DYADIC EXPERIENCE OF EMOTION REGULATION FOR FAMILIES WITH AUTISM SPECTRUM DISORDER
Abstract
This dissertation aimed to better understand the role that emotion regulation (ER) difficulties have in the lives of children diagnosed with autism spectrum disorder (ASD). To achieve this goal, this dissertation took a three-pronged approach, examining the themes of ER difficulties in association with ASD-related symptoms through three independent studies: (a) a secondary data analysis, (b) a scoping literature review, and (c) a cross-sectional observational study.
To examine the association between ASD-related social responsiveness, family conflict, child ER, and parent perceived stress, a secondary data analysis (chapter one) was conducted. Data were included for a nationwide sample of 2,229 children enrolled in the Adolescent Brain Cognitive Development study (Barch et al., 2021). Findings suggest that higher social responsiveness scores predict more ER difficulties as reported by a parent. Parent perceived stress and child ER were positively associated. The findings regarding social responsiveness and ER in a sample without formal ASD diagnosis prompted a review of the ER literature specifically pertaining to ASD symptoms in children with a diagnosis.

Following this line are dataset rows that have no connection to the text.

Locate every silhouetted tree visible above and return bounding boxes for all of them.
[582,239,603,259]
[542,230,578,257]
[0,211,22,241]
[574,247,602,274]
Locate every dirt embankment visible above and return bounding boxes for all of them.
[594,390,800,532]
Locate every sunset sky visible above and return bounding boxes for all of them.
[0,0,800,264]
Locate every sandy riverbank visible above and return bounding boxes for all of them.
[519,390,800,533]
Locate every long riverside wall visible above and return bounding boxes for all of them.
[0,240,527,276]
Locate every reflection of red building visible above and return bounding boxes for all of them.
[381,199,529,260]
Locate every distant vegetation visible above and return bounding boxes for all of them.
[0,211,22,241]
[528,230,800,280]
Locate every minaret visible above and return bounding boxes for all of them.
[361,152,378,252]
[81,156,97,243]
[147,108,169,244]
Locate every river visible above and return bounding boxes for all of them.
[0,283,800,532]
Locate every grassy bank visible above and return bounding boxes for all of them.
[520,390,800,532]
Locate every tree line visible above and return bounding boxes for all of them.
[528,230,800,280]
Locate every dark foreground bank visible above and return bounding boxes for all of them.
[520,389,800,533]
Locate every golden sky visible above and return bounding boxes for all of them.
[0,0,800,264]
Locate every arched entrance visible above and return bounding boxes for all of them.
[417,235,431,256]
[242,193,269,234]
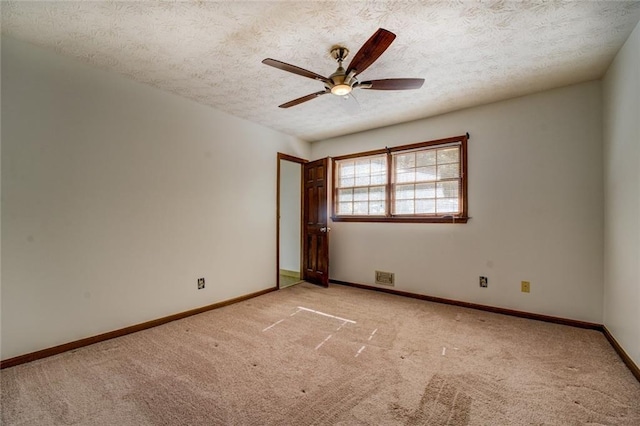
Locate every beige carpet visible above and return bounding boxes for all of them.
[0,284,640,426]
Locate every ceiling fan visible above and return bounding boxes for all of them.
[262,28,424,108]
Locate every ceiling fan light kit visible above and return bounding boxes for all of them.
[262,28,424,108]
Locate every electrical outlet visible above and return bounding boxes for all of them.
[480,277,489,288]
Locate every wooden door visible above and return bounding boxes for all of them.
[302,158,330,287]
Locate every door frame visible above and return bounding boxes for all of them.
[276,152,309,289]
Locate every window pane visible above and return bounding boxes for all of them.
[416,166,436,182]
[333,137,467,222]
[356,175,370,186]
[353,188,369,201]
[369,201,384,215]
[371,170,387,185]
[353,201,369,215]
[396,170,416,183]
[437,181,459,198]
[338,189,353,202]
[396,200,413,214]
[356,159,371,176]
[371,157,387,173]
[396,185,415,200]
[396,152,416,169]
[416,183,436,198]
[416,150,436,167]
[340,177,355,187]
[438,146,460,164]
[438,164,460,179]
[416,199,436,214]
[369,186,385,201]
[340,161,356,177]
[338,203,353,214]
[436,198,458,213]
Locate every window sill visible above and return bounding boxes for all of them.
[331,216,471,224]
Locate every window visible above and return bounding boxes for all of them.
[333,135,468,223]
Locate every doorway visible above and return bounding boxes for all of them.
[277,153,307,288]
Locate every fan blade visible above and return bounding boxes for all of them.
[278,90,331,108]
[358,78,424,90]
[262,58,331,84]
[347,28,396,75]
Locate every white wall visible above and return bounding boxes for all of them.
[280,160,302,272]
[2,37,309,359]
[603,20,640,365]
[311,82,603,323]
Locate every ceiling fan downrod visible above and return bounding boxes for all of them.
[325,46,358,96]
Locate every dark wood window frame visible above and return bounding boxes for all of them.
[331,134,469,223]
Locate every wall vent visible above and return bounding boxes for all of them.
[376,271,395,286]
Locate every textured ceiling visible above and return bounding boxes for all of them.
[0,1,640,141]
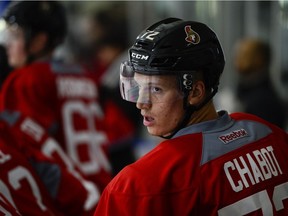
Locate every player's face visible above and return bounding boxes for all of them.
[7,25,27,68]
[134,73,184,136]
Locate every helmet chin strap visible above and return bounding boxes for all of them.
[160,87,218,139]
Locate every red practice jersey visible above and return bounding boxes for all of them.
[0,138,62,216]
[94,111,288,216]
[0,111,100,216]
[0,193,20,216]
[0,62,133,191]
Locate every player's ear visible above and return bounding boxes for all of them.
[29,32,48,54]
[188,80,206,105]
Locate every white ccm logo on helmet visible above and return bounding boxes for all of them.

A scoping literature review (chapter two) resulted in examination of 30 articles about ER difficulties in school aged children with an ASD diagnosis. General findings suggest that this population often struggles with ER difficulties and there are many mechanisms which contribute to troubles regulating emotions. Poor outcomes have been associated with ER difficulties and a variety of clinical interventions have been created to improve ER for this population. There is some research regarding parent involvement in co-regulation, specifically regarding parents engaging in scaffolding and supportive behaviors when children are experiencing strong emotional states, but the parent’s own ER efforts are not often studied.
Given the pervasive nature of ER difficulties for children with ASD and the importance of parents in ER development and engagement, an examination of child and parent ER was conducted via cross-sectional data collection (chapter three). Data were collected from 173 parents, whose children have a parent-reported ASD diagnosis, about their own and their child’s ER difficulties, their child’s ASD symptom severity, and information regarding other mechanisms that could be associated with ER. Structural equation models suggest that more severe ASD-related symptoms predict more difficulties for both parent and child ER. Signs of mutual influence between parent and child latent variables of ER difficulties were found, but the strength and direction of these relationships did not align with hypotheses.
Overall, studying dyadic ER in families is important to build context for the ER difficulties children with ASD typically experience. Gaining a better understanding of dyadic ER may help us to continue building interventions that provide ER support for the entire family. The findings from this combination of studies may provide some groundwork for low-cost interventions around ER skill building for families whose children have ASD. This collection of studies also provides support for continued research examining the role of dyadic ER longitudinally, which would allow for a more complex exploration of the role dyadic ER may have on general family functioning and cohesion.